Die Musik und ich wünschen Ihnen...
Je souhaite à tous mes lecteurs mes meilleurs vœux pour cette nouvelle année, une joie de vivre tous les instants, et de préférence en musique, naturellement.
Comme je suppose que beaucoup d'entre vous, sont, en ces premiers jours de la nouvelle année, repus jusqu’à l’écoeurement d’indigestes crèmes viennoises ou de frelatées clairettes en tout genre, je souhaite vous inviter à quelques plaisirs discographiques d’actualité un peu moins convenus. Plaisirs coupables, nécessairement, ce sont les meilleurs. Comme il en faut pour tous les goûts, je vous propose un menu jubilatoire alliant à la fois une sucrerie déjà connue tout juste rééditée, ainsi qu’une nouveauté plus acide et canaille ; les deux tout aussi savoureuses dans deux genres très différents.
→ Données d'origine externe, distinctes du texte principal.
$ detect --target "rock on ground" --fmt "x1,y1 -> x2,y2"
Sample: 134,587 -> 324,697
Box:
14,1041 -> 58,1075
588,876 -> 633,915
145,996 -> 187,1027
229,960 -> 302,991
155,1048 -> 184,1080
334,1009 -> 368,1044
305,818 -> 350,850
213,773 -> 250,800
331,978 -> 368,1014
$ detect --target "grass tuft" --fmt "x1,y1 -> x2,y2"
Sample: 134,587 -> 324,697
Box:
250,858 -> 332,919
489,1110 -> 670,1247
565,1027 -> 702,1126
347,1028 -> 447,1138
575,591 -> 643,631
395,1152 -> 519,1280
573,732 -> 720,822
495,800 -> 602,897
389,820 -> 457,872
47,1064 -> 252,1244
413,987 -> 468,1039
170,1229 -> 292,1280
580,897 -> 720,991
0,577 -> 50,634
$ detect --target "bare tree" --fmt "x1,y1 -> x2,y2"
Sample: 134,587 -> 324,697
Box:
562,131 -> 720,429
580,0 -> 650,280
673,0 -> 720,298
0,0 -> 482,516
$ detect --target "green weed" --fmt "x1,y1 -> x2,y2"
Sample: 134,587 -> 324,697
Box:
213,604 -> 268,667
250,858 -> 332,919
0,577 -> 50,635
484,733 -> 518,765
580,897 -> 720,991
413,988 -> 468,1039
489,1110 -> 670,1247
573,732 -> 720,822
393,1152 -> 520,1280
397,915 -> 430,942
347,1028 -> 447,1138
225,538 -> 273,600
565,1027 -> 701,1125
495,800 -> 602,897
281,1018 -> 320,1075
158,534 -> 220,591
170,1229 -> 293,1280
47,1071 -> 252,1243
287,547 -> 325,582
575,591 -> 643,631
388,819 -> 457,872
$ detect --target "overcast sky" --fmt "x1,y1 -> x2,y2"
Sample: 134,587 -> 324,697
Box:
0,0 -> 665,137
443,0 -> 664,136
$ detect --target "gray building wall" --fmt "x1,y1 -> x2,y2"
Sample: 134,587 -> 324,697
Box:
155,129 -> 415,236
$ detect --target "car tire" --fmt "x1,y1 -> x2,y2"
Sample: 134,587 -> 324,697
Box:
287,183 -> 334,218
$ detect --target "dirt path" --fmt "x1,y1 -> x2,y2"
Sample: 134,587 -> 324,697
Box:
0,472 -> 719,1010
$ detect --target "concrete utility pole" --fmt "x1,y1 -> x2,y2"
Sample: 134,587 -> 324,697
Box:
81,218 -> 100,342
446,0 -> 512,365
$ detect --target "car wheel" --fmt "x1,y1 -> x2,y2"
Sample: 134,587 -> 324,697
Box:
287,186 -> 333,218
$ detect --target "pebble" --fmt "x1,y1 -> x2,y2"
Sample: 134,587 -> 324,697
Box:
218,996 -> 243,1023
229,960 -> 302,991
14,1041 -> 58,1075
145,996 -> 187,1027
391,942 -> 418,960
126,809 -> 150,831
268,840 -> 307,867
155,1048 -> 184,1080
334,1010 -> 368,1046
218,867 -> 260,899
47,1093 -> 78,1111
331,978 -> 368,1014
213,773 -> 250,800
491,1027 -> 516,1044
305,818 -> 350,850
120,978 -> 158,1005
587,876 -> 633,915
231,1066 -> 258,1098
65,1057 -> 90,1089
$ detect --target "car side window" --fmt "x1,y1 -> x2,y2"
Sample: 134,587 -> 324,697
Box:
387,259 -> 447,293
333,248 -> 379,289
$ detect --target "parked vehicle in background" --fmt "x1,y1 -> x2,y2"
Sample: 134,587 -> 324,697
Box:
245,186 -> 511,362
Commençons par les mets les plus salés, avec l’inénarrable Pincus and the Pig du Shirim Klezmer Orchestra. Derrière ce titre ne se cache rien d’autre que le Pierre et le Loup de Prokofiev revisité à la mode yiddish. Fini le loup, place à l’affreux et puant cochon, pardon un farshtinkener chozzer. L’orchestration de Prokofiev est revisitée pour un ensemble de taille réduite : clarinette ironique et canaille, trombone fatigué et savoureux d’humour, percussions pleines de swing, un piano et même un banjo félin et haut en couleurs pour suivre les pas du chat ! Le résultat, oscillant entre jazz endiablé et folklore juif, est hilarant du début à la fin. Aucun disque ne m’avait mis d’une telle humeur radieuse depuis une éternité. Le texte est récité, en anglais parsemé de yiddish (glossaire fourni dans le livret), avec une gouaille savoureuse. En complément quelques morceaux dans la même veine, dont un Andante de la troisième symphonie de Brahms tel que vous ne l’avez jamais entendu : valsé mélancoliquement par un banjo, un trombone et une clarinette, soutenus par le piano et les percussions dans une ambiance toute jazzy ! Un condensé jubilatoire de bonne humeur publié par Tzadik.
Pour les amateurs de sucré d’antan et de valeurs sûres, je signale également la réédition par Deutsche Grammophon, dans son format original après avoir alimenté de nombreuses compilations du ténor, du best-seller Be my love de Placido Domingo. Tout y passe, de la tranche napolitaine façon Mattinata, à la pâtisserie viennoise de Dein ist mein ganzes Herz, en passant bien sûr par l’inévitable Granada. En prime la reprise de quelques tubes de Mario Lanza, dont celui qui donne son nom à l’album. Les quatorze plages de cet album sont un bonheur constant et forment sans doute le seul album de cross-over qui m’est parfaitement comestible, mieux tout à fait délectable. Il faut dire que Placido est radieux de timbre, chaleureux en diable, infiniment séduisant, irrésistible de charme en fait. Je ne m'en lasse pas.